Joe Bonamassa isn’t even fifty yet, but his career already spans four decades. He has shared stages with everyone from B.B. King to Gary Moore, and collaborated with artists such as Beth Hart and Glenn Hughes. While blues remains his first language, he is equally fluent in rock, jazz, and country. Simply put, he is his generation’s foremost blues ambassador, carrying this American tradition to a wide audience and filling venues around the world.
If your idea of the blues is an old man strumming a worn guitar on a porch, a Joe Bonamassa show will quickly disabuse you of that notion. This is blues on a large scale.
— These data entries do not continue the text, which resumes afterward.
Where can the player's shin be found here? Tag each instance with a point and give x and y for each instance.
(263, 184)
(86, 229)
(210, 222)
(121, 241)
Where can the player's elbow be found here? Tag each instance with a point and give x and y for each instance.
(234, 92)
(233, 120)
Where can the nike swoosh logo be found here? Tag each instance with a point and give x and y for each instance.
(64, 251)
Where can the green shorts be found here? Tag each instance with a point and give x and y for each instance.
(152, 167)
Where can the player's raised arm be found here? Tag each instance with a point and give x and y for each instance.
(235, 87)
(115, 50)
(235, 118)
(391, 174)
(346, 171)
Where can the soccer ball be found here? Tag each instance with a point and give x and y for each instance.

Taking cues from B.B. King, Bonamassa has built a production that can fill a room like La Seine Musicale without losing its center. The lighting is carefully handled, the band is first-rate, and the whole thing is paced with enough control to carry the music across a venue of that size.
For those who have followed him closely, one change stands out: longtime keyboardist Reese Wynans has stepped away, and in his place sits Lachy Doley, who settles in without difficulty. His extended Hammond passages and exchanges with Bonamassa are among the stronger moments of the night. Second guitarist and musical director Josh Smith is also given room, his playing offering a useful counterpoint rather than competition. On bass and drums, Calvin Turner and Lemar Carter keep things steady, leaving space when needed, pushing when required, laying the necessary foundation upon which Bonamassa can build and stretch. Backing vocalists Jade MacRae and Danielle DeAndrea add depth, and a touch of class to the proceedings.
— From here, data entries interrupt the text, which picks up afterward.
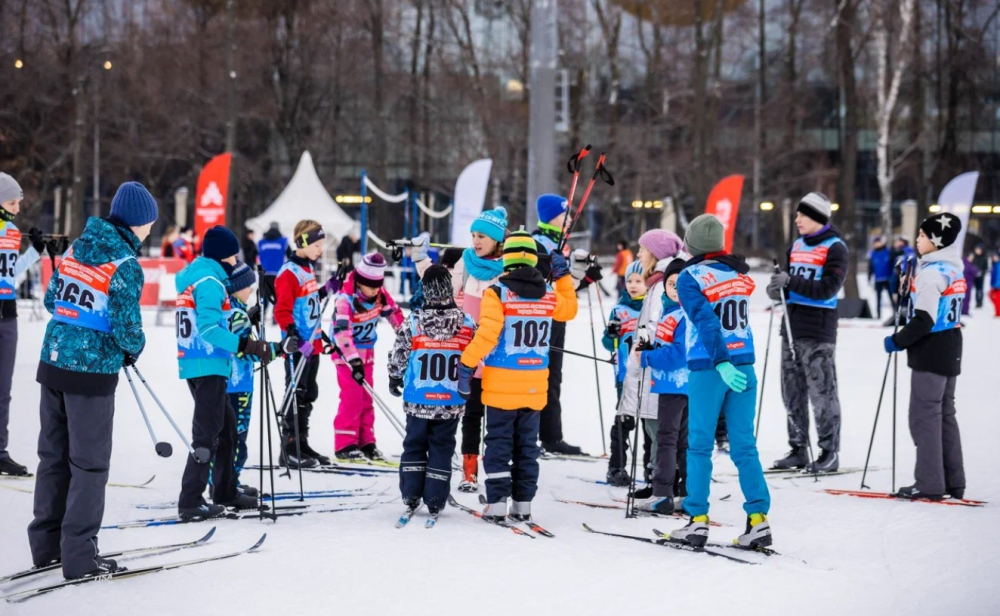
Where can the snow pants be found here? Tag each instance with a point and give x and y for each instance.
(935, 432)
(511, 460)
(213, 427)
(425, 466)
(811, 377)
(354, 423)
(708, 397)
(74, 451)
The center of attention remains Bonamassa and his incendiary yet tasteful guitar playing. Solos are frequent and often extended, but never feel excessive. He moves easily between slower material and more forceful pieces, adjusting his tone and phrasing accordingly. There is a lightness in some passages, a heavier attack in others, but always a sense of control. And for guitar aficionados, the rotation of instruments (Les Paul, Stratocaster, Telecaster, ES-335) is quite the treat.
The setlist follows the same logic. Covers of Delaney & Bonnie, Rory Gallagher, and Freddie King sit comfortably alongside his own material, “Pack It Up,” “The Last Matador of Bayonne,” and selections from the latest album Breakthrough such as “Trigger Finger” and “Drive By The Exit Sign” and, an an encore, one of his signature tunes, “Mountain Time”.
Two hours of rollicking blues, at once reverent and modern. By looking back at past blues traditions and building a bridge to the future, Joe Bonamassa fulfills a bluesman's most important mission: transmission.